A project aiming to increase community interest for public art and to honor those who struggled and persevered in the local Historic Foot District area.

Community Park reopened on July 3, 2020, after receiving extraordinary park improvements. The park, which has been largely ignored for several decades, is now Jefferson City’s destination park. It is adjacent to Lincoln University (LU), a Historically Black College and University founded by African-American Civil War veterans, and only one mile from the Missouri State Capitol. Three major park features include a unique play experience with a tall climbing tower and zip-lines, Jefferson City’s first splash pad, and a picnic shelter for events and gatherings. 

Starting in June 2021, a new series of sculptures for the historic foot District will be installed at Community Park. This permanent sculpture series provides public art that successfully illustrates the stories of African Americans striving and thriving in the Historic Foot District and surrounding community during times of world wars and segregation. 



Material: silicon bronze
Dimensions: 7 ft. tall

Each of the two abstract figures has a distinctive patina to represent black and white members of the Historic Foot District community. 

Adjacent was inspired by the collection of personal experiences described by Community Park sculpture committee members. 
The sculpture is a commentary on segregated co-existence and represents the very different lives of black and white people living near one another, yet worlds apart. 

Both figures are standing together in familiar and intimate proximity, but a wide gulf existing between the figures prevents them from being fully engaged. With heads hung and nearly in contact, there is a sense of sadness, hesitation, and resignation. 
But there is also the feeling that the two figures are coming together with the intention of moving forward.


Material: stainless steel
Dimensions: 7’6h x 5’w x 5’d

Set vertically with a slight angle, Endure is made to resemble a large circle that has been folded nearly in half.
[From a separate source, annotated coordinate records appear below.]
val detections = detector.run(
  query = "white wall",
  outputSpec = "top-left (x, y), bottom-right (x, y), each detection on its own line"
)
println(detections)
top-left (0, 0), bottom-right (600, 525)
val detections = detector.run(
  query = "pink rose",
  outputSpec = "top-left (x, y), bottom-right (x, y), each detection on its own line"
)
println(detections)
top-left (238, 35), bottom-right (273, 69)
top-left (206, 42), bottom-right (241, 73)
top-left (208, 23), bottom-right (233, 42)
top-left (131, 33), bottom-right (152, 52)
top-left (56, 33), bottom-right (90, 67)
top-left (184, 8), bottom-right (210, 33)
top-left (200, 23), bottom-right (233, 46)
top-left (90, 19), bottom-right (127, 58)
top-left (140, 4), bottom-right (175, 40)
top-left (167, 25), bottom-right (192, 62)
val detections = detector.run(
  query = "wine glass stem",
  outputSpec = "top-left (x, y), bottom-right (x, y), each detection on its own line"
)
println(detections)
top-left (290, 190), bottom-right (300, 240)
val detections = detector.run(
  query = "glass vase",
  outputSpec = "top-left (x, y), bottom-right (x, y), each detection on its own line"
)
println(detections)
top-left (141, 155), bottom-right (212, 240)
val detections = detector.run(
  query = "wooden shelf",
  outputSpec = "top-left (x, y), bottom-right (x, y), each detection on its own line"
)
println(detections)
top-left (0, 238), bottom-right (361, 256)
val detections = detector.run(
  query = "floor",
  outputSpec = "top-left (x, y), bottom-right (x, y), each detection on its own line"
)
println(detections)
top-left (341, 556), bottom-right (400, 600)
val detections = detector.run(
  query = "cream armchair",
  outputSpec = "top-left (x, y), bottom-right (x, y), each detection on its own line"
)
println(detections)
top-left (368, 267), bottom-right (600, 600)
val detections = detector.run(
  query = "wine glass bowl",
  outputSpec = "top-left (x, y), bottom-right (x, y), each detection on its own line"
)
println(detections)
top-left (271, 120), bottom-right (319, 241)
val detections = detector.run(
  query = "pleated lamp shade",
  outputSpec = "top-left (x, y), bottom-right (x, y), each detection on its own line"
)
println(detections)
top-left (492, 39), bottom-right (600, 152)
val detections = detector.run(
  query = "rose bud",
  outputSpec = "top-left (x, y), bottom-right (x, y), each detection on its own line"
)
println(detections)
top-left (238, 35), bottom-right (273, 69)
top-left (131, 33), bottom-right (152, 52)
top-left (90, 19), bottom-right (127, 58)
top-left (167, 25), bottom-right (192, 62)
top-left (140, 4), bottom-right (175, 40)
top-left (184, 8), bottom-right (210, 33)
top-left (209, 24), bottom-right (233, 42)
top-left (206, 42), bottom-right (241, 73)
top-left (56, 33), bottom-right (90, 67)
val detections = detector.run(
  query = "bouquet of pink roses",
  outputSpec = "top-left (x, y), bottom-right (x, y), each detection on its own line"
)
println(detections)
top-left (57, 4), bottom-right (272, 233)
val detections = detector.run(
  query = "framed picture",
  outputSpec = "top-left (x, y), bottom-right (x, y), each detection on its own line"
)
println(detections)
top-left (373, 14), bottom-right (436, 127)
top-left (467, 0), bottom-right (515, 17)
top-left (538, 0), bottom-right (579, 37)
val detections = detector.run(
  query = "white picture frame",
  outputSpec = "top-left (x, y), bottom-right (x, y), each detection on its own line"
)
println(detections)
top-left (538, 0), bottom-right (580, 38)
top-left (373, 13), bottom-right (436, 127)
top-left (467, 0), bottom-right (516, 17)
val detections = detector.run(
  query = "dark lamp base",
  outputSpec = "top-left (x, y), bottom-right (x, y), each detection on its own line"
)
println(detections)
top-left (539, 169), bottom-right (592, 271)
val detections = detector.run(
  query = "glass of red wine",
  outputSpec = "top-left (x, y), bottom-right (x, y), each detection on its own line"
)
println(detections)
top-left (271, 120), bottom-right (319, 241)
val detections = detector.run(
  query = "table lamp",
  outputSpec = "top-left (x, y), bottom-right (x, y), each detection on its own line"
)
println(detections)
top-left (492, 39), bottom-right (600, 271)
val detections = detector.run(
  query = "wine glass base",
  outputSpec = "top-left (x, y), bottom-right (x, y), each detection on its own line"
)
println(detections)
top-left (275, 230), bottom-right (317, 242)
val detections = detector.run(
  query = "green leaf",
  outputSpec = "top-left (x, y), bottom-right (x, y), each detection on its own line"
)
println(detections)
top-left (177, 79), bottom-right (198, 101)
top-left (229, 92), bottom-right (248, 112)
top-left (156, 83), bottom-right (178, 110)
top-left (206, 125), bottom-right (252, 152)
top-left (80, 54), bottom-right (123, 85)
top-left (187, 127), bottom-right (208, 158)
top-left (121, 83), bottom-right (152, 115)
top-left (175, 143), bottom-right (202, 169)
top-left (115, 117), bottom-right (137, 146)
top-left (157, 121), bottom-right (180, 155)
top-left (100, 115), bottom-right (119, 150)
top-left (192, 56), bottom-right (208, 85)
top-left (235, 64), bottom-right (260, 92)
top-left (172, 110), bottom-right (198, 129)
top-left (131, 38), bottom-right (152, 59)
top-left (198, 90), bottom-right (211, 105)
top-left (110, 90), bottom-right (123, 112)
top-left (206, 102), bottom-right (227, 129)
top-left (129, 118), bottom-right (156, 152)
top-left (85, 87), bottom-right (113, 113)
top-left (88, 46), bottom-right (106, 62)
This subtle  arrangement creates drastic visual tension. 

Endure’s name and shape work together to reflect a message of staying strong and getting through difficult times.  

The bent circle may be initially interpreted as being damaged or imperfect; but this distortion also defines its unique beauty. Just like the unique experiences gained through our own struggles shape us to be perfectly imperfect. 

To endure is to have hope. The beauty of hope is found not by ignoring the negative, but by shifting our thoughts toward the positive.  This hope empowers us to heal.